Tracking #: 3049-4263

Jason Liartis
Edmund Dervakos
Orfeas Menis-Mastromichalakis
Alexandros Chortaras
Giorgos Stamou

Responsible editor: 
Guest Editors Ontologies in XAI

Submission type: 
Full Paper
Deep learning models have achieved impressive performance in various tasks, but they are usually opaque with regards to their inner complex operation, obfuscating the reasons for which they make decisions. This opacity raises ethical and legal concerns regarding the real-life use of such models, especially in critical domains such as in medicine, and has led to the emergence of the eXplainable Artificial Intelligence (XAI) field of research, which aims to make the operation of opaque AI systems more comprehensible to humans.
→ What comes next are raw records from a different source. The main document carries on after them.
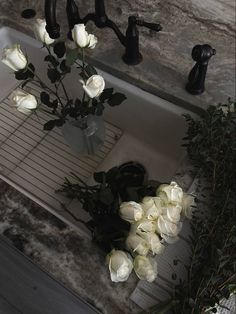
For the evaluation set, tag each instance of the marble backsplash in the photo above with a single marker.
(167, 55)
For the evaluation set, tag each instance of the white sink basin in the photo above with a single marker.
(152, 129)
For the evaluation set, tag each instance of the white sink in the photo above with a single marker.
(152, 127)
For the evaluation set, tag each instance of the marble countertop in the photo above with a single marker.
(59, 249)
(166, 55)
(74, 261)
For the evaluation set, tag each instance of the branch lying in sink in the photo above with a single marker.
(211, 146)
(131, 218)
The problem of explaining a black-box classifier is often approached by feeding it data and observing its behaviour. In this work, we feed the classifier with data that are part of a knowledge graph, and describe the behaviour with rules that are expressed in the terminology of the knowledge graph, that is understandable by humans. We first theoretically investigate the problem to provide guarantees for the extracted rules, in particular their consistency and understandability. Then, we investigate the relation of "explanation rules for a specific class" with "semantic queries collecting from the knowledge graph the instances classified by the black-box classifier to this specific class", thus approaching the problem of extracting explanation rules as a semantic query reverse engineering problem. We develop algorithms for solving this inverse problem as a heuristic search in the space of semantic queries and we evaluate the proposed algorithms on three simulated use-cases and discuss the results.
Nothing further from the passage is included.